Ethics and Legality of Web Scraping

Last updated on 2026-01-14 | Edit this page

Overview

Questions

  • When is web scraping OK and when is it not?
  • Is web scraping legal? Can I get into trouble?
  • What are some ethical considerations to make?
  • What can I do with the data that I’ve scraped?

Objectives

After completing this episode, participants should be able to…

  • Discuss the legal and ethical implications of web scraping
  • Establish a code of conduct

Now that we have seen several different ways to scrape data from websites and are ready to start working on potentially larger projects, we may ask ourselves whether there are any legal implications of writing a piece of computer code that downloads information from the Internet.

In this section, we will be discussing some of the issues to be aware of when scraping websites, and we will establish a code of conduct (below) to guide our web scraping projects.

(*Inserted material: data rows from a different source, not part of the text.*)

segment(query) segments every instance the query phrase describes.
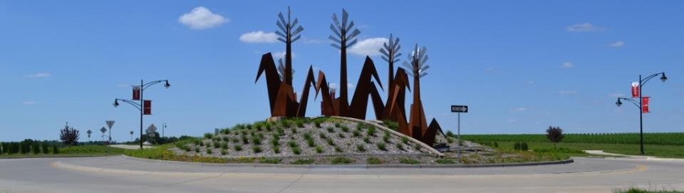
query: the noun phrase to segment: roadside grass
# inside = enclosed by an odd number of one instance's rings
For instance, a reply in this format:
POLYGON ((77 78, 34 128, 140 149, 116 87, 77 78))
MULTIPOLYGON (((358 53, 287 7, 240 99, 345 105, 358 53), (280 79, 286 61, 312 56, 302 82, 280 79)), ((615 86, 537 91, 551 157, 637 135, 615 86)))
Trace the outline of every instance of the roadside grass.
MULTIPOLYGON (((513 150, 514 142, 498 141, 499 149, 513 150)), ((527 142, 529 150, 553 149, 552 142, 527 142)), ((576 150, 603 150, 606 152, 623 155, 639 155, 639 145, 638 144, 601 144, 601 143, 567 143, 561 142, 557 145, 559 148, 569 148, 576 150)), ((645 155, 668 158, 684 158, 684 146, 665 145, 644 145, 645 155)), ((570 156, 586 157, 592 156, 589 154, 567 153, 570 156)))

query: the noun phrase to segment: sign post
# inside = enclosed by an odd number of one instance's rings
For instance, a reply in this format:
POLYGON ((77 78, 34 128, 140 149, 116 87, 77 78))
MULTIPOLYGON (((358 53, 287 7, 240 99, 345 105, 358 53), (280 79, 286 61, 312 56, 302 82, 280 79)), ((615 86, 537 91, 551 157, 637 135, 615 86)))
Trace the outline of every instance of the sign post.
POLYGON ((456 113, 458 114, 458 145, 457 153, 457 162, 458 163, 461 162, 461 113, 468 113, 468 105, 451 105, 451 113, 456 113))

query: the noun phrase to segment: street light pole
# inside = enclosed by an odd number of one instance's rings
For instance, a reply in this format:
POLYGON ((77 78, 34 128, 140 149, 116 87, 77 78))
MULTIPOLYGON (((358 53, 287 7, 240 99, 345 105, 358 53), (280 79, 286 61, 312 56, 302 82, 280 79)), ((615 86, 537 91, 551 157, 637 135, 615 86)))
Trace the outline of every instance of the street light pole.
POLYGON ((622 105, 621 100, 627 100, 630 103, 632 103, 637 108, 639 108, 639 154, 644 155, 643 152, 643 95, 642 95, 642 89, 643 85, 648 82, 651 79, 656 78, 658 75, 660 76, 660 80, 665 83, 668 80, 668 77, 665 75, 665 72, 653 74, 651 75, 647 76, 646 78, 641 78, 641 75, 639 75, 639 101, 634 101, 633 99, 626 98, 618 98, 618 102, 615 104, 620 107, 622 105))

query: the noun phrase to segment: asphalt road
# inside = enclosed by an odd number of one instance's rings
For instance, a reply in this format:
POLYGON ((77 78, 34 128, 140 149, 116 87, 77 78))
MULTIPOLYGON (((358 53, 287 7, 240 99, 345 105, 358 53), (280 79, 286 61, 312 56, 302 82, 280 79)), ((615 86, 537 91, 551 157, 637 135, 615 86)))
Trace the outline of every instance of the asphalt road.
POLYGON ((0 160, 6 192, 611 192, 684 190, 684 161, 576 158, 574 163, 440 169, 280 168, 120 156, 0 160))

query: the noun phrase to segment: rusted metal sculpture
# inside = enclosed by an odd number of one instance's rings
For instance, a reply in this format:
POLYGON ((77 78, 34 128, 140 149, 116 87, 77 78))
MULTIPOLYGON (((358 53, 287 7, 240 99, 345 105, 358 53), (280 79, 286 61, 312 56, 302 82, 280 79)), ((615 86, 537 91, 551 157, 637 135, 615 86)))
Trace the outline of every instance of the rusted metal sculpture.
POLYGON ((306 113, 309 91, 311 85, 316 85, 316 80, 314 79, 314 68, 309 66, 304 90, 301 92, 301 98, 299 102, 297 102, 296 94, 292 88, 292 76, 294 71, 292 70, 291 44, 301 37, 299 33, 304 31, 304 28, 300 26, 293 30, 299 23, 299 20, 295 19, 294 21, 291 23, 289 7, 288 7, 286 21, 282 12, 278 14, 278 17, 279 20, 276 22, 276 25, 281 31, 276 31, 276 34, 280 36, 278 40, 286 44, 285 65, 283 66, 282 59, 279 60, 280 70, 279 71, 271 53, 264 54, 261 56, 254 83, 259 80, 261 74, 265 73, 271 117, 304 117, 306 113))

The internet isn’t as open as it once was. What used to be a vast, freely accessible source of information has become a valuable reservoir of data —especially for training machine learning and generative AI models. In response, many social media platforms and website owners have either started monetizing access to their data or taken steps to protect their resources from being overwhelmed by automated bots.

As a result, it’s increasingly common for websites to include explicit prohibitions against web scraping in their Terms of Service (TOS). To avoid legal or ethical issues, it’s essential to check both the TOS and the site’s robots.txt file before scraping.

You can usually find a site’s robots.txt file by appending /robots.txt to the root of the domain—for example: https://facebook.com/robots.txt (not https://facebook.com/user/robots.txt). Both the TOS and robots.txt will help you understand what is allowed and what isn’t, so it’s important to review them carefully before proceeding.

Discussion

Challenge

Visit Facebook’s Terms of Service and its robots.txt file. What do they say about web scraping or collecting data using automated means? Compare it to Reddit’s TOS and Reddit’s robots.txt.

Don’t break the web: Denial of Service attacks


The first and most important thing to be careful about when writing a web scraper is that it typically involves querying a website repeatedly and accessing a potentially large number of pages. For each of these pages, a request will be sent to the web server that is hosting the site, and the server will have to process the request and send a response back to the computer that is running our code. Each of these requests will consume resources on the server, during which it will not be doing something else, like for example responding to someone else trying to access the same site.

If we send too many such requests over a short span of time, we can prevent other “normal” users from accessing the site during that time, or even cause the server to run out of resources and crash.

In fact, this is such an efficient way to disrupt a web site that hackers are often doing it on purpose. This is called a Denial of Service (DoS) attack.

Since DoS attacks are unfortunately a common occurence on the Internet, modern web servers include measures to ward off such illegitimate use of their resources. They are watchful for large amounts of requests appearing to come from a single computer or IP address, and their first line of defense often involves refusing any further requests coming from this IP address.

A web scraper, even one with legitimate purposes and no intent to bring a website down, can exhibit similar behaviour and, if we are not careful, result in our computer being banned from accessing a website.

The good news is that a good web scraper, such as the WebScraper extension used in this lesson, recognizes that this is a risk and includes measures to prevent our code from appearing to launch a DoS attack on a website. This is mostly done by inserting a random delay between individual requests, which gives the target server enough time to handle requests from other users between ours.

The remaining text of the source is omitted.